DANIEL, MI COMPAŇERO DE COLEGIO

El otro día se me ocurrió mirar una fotografía de la época de cuando iba al colegio; sería cuando tenía unos catorce años. Este era un colegio mixto en el que, a pesar de estar ubicado en Buenos Aires, en vez de aprender castellano, aprendíamos francés. Tal había sido la decisión de mis padres, y allí fui sin protestar. Resultó que, además de aprender francés como una francesa, me hice los mejores amigos que tuve en la vida. Esos fueron años mágicos que todavía conservo en la memoria como un tesoro al que recurro en mis horas de soledad.
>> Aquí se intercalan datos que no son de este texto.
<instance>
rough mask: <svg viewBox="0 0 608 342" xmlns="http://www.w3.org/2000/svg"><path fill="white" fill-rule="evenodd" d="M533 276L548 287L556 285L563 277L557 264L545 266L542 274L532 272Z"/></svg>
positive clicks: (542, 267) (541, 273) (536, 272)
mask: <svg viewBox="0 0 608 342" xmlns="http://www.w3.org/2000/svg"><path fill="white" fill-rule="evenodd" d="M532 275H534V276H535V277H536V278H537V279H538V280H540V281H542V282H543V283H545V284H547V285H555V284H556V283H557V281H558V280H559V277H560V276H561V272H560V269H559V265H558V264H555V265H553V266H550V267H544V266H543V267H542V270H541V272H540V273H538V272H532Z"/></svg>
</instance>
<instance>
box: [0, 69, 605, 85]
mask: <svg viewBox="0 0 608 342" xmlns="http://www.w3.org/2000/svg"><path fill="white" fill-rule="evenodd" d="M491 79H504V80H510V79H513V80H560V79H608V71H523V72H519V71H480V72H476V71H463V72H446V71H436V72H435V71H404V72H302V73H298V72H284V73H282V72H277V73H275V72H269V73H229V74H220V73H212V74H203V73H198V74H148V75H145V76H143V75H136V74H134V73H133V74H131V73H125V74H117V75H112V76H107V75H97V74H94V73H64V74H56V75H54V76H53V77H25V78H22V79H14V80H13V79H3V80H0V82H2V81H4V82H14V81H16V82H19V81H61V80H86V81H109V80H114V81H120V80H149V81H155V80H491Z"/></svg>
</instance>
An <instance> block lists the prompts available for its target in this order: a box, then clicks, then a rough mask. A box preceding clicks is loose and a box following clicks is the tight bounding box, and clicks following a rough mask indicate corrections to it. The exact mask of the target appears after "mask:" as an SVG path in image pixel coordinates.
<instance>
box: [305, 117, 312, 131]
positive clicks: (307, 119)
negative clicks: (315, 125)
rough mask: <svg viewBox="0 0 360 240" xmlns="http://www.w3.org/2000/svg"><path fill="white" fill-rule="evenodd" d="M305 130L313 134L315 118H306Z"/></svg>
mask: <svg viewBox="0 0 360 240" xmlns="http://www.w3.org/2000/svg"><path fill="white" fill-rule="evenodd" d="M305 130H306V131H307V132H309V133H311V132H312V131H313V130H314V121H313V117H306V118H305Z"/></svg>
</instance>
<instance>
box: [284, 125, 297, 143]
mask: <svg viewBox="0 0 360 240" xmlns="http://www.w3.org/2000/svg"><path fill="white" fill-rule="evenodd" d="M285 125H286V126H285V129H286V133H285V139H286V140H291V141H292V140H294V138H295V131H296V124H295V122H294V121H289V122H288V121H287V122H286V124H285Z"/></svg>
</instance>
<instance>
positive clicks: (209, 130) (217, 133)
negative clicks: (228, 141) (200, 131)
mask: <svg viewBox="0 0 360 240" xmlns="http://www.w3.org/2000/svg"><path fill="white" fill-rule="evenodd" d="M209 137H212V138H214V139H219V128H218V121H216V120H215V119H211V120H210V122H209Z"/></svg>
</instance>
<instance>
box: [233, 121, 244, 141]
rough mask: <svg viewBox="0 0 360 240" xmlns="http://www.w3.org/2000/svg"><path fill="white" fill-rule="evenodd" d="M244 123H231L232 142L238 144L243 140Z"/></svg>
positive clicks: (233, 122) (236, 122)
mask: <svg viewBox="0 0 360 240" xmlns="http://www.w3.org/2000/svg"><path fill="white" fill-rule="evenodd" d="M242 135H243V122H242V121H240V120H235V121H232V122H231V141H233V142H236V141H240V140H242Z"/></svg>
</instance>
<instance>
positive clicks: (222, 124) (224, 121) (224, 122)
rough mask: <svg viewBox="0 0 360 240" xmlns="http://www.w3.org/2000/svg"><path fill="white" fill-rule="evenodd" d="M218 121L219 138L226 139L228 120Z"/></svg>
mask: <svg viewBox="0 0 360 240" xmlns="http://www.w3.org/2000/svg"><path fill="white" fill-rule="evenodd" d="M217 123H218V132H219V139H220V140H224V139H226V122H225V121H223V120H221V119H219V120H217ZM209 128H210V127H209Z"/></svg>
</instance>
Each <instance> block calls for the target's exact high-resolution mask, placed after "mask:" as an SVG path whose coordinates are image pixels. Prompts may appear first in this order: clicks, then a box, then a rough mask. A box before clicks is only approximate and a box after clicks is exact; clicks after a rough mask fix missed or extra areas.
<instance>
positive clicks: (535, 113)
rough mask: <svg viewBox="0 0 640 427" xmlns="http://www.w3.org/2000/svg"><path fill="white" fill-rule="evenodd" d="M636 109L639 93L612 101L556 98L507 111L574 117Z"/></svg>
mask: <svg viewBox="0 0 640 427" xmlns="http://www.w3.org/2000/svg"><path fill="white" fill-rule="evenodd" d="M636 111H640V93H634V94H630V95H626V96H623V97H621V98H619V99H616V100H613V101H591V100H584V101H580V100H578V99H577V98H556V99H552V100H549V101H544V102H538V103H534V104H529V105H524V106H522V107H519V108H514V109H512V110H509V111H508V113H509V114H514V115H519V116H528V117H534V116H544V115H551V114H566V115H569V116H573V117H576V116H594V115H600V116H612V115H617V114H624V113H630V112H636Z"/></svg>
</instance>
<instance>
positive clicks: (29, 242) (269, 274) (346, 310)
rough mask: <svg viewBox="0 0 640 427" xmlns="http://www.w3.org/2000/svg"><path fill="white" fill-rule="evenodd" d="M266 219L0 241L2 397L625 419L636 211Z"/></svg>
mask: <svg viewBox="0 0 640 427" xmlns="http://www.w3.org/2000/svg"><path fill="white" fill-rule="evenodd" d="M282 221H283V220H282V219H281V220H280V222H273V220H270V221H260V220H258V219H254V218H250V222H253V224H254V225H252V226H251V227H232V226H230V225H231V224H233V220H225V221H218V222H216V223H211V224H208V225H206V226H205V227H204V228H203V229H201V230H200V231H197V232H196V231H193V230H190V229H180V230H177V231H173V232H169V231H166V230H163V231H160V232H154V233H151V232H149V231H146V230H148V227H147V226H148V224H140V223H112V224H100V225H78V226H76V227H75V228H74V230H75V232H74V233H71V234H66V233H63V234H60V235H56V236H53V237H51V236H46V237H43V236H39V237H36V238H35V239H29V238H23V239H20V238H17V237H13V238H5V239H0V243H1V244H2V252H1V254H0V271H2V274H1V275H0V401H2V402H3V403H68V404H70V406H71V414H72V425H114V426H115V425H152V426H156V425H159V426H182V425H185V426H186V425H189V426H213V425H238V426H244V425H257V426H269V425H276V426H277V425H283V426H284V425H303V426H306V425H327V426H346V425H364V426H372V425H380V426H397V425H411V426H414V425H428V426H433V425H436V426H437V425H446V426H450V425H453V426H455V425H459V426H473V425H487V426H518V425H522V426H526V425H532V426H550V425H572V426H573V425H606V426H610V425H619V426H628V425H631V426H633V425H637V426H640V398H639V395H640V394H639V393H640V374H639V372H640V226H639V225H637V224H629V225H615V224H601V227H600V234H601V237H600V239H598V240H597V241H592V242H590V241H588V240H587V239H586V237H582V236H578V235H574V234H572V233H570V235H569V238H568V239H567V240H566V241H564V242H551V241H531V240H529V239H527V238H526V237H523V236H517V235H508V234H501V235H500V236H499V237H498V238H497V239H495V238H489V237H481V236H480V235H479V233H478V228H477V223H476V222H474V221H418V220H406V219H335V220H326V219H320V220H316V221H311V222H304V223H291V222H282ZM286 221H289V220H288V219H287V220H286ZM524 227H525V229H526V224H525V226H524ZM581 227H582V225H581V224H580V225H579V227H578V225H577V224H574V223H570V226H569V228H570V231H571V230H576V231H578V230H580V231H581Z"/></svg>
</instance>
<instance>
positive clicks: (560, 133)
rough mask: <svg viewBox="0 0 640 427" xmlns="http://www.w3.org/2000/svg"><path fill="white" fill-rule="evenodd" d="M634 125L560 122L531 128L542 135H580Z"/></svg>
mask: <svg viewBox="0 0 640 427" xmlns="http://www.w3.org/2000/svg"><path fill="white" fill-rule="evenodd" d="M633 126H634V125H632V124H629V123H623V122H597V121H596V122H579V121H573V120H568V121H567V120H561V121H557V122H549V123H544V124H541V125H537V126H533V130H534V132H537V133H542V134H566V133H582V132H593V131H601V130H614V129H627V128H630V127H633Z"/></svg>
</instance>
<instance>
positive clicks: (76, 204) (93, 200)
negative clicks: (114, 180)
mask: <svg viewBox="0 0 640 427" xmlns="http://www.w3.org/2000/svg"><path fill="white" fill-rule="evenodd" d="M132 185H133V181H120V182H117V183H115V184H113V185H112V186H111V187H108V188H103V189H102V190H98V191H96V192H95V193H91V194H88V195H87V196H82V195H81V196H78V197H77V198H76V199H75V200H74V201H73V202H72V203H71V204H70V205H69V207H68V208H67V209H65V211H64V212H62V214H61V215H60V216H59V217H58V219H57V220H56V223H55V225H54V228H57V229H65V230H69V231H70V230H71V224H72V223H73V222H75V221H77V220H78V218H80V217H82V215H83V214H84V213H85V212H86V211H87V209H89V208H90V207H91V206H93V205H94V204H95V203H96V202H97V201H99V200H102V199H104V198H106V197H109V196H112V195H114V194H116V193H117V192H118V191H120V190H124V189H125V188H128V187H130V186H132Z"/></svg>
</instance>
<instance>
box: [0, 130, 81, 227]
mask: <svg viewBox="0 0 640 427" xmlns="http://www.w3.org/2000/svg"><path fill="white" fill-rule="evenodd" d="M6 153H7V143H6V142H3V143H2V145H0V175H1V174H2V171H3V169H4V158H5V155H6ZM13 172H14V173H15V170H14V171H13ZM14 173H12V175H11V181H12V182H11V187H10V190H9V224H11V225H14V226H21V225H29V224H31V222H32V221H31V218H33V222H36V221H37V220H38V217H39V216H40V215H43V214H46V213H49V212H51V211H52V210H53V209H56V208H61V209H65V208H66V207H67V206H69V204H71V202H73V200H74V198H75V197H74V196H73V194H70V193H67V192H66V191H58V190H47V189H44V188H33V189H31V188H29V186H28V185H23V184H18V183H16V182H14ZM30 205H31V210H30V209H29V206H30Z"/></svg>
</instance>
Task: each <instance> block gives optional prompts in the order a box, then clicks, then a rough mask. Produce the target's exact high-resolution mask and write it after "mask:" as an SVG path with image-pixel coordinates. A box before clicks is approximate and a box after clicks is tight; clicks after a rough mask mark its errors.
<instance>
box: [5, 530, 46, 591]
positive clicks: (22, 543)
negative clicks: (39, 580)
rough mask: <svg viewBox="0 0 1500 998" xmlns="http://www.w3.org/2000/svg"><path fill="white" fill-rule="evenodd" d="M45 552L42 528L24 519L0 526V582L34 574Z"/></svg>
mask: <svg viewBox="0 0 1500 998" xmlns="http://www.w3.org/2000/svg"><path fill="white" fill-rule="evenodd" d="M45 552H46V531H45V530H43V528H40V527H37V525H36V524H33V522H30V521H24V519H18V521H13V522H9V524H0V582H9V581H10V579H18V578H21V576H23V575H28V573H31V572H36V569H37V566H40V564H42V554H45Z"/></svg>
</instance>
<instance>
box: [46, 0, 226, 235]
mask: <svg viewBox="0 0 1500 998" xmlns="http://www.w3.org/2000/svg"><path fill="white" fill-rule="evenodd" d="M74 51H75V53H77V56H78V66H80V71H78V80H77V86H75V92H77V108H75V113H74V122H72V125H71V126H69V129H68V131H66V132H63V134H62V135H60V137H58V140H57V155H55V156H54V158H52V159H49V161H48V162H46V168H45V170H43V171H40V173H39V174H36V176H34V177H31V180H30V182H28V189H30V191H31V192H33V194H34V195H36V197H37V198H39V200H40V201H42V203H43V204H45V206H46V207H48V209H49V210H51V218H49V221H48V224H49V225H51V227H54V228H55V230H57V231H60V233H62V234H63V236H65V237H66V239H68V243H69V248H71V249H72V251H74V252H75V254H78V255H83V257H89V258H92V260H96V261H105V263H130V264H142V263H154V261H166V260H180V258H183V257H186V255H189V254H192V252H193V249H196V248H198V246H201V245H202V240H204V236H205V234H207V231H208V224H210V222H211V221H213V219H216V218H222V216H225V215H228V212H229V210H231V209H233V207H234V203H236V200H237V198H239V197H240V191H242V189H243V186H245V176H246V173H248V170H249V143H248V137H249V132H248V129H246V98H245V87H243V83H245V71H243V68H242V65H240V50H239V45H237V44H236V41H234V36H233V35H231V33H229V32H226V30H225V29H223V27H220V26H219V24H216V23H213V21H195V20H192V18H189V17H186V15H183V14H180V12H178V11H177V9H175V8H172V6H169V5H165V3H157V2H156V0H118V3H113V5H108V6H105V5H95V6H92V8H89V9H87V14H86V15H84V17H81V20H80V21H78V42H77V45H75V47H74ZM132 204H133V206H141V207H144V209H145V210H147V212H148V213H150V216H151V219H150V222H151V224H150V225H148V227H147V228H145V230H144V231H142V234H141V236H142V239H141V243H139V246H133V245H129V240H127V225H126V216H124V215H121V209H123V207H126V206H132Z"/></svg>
Aquellas horas transcurridas con mis compañeros de aula


me acompañarán hasta el último día. Pero a lo que me quería referir era que, a través de Facebook, me volví a conectar con uno de ellos; se llama Daniel. Si bien de joven era un poco distante, era sin duda uno de los mejores alumnos de la clase. Cuando le mandé un mensaje para preguntarle si él era el Daniel que yo buscaba, y me contestó que sí, sentí que había vuelto a recuperar un pedazo de mi pasado. A los pocos días de habernos contactado decidimos enviarnos un breve resumen de nuestras vidas en los últimos cincuenta años; y al leer el suyo volví a encontrarme una vez más en aquella construcción antigua de la calle 3 de Febrero, donde transcurrió la mayor parte de mi infancia y adolescencia. Me dije entonces que amigos como los que compartieron con nosotros infinidad de horas en el silencio de un aula no volveremos a tener. Tendremos otros amigos, diferentes, más maduros, pero que no sentirán por nosotros ese afecto de hermanos que recibíamos en el aula del colegio. Y así es la vida: cuando la infancia termina, lo que empieza es una jornada profundamente diferente.